4. Mais Dieu est d abord glorifié ici-bas, lorsqu’on l’annonce pour le faire connaître aux hommes, et que, par leur foi, les croyants le prêchent au monde. C’est pourquoi Jésus dit : « Je vous ai glorifié sur la terre, j’ai achevé l’œuvre que vous m’avez donnée à faire » ; il ne dit pas : que vous m’avez commandée, mais : « que vous m’avez donnée à « faire ». Ici, il est évidemment question de la grâce ; car la nature humaine, même dans son Fils unique, a-t-elle quelque chose qu’elle n’ait pas reçu ? Pour elle, n’est-ce pas un privilège de ne faire aucun mal et de faire tout le bien possible, et ce privilège ne lui a-t-il pas été accordé, lorsque le Verbe, qui a fait toutes choses, se l’est associée en unité de personne ? Mais comment a-t-il achevé l’œuvre qu’il avait reçu mission d’accomplir, quand il reste encore à faire l’expérience de cette passion, par laquelle il a surtout donné à ses martyrs un exemple à suivre ; ce qui a fait dire à l’apôtre Pierre : « Jésus-Christ a souffert pour nous, nous laissant a son exemple afin que nous suivions ses traces [2] ? » Parce qu’il a pu dire qu’il avait achevé ce qu’il savait certainement devoir achever.
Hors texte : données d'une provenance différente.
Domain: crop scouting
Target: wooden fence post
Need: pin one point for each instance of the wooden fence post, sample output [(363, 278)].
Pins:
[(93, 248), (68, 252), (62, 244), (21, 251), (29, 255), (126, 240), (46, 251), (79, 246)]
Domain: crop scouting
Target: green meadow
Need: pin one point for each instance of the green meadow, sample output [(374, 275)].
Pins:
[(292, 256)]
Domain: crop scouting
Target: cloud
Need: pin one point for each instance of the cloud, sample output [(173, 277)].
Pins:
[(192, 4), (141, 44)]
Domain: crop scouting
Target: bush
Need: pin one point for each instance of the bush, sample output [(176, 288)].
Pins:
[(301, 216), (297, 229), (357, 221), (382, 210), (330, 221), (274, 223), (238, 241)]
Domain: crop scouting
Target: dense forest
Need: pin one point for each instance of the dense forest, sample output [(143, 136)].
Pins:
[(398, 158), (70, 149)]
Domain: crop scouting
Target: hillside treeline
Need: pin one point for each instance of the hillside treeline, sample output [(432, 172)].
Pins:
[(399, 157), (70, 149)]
C’est ainsi que, longtemps avant l’événement, il se servait, dans les prophéties, de verbes au temps passé, quand ce qu’il annonçait ne devait arriver que bien des années après : « Ils ont percé », dit-il, « mes mains « et mes pieds ; ils ont compté tous mes os [3] » ; il ne dit pas : Ils perceront, ils compteront. Dans notre Évangile même, il dit : « Tout ce que j’ai appris de mon Père, je vous l’ai fait connaître [4] », quoiqu’en s’adressant ensuite aux mêmes hommes, il leur dise« J’ai encore beaucoup de choses à vous dire, mais vous ne pouvez les porter maintenant [5] ». En effet, pour celui qui, par des causes certaines et immuables, a prédestiné tout ce qui doit arriver, on peut dire que déjà il a fait ce qu’il doit faire. Aussi un Prophète a-t-il dit de lui : « C’est lui qui a fait les choses à venir[6] ».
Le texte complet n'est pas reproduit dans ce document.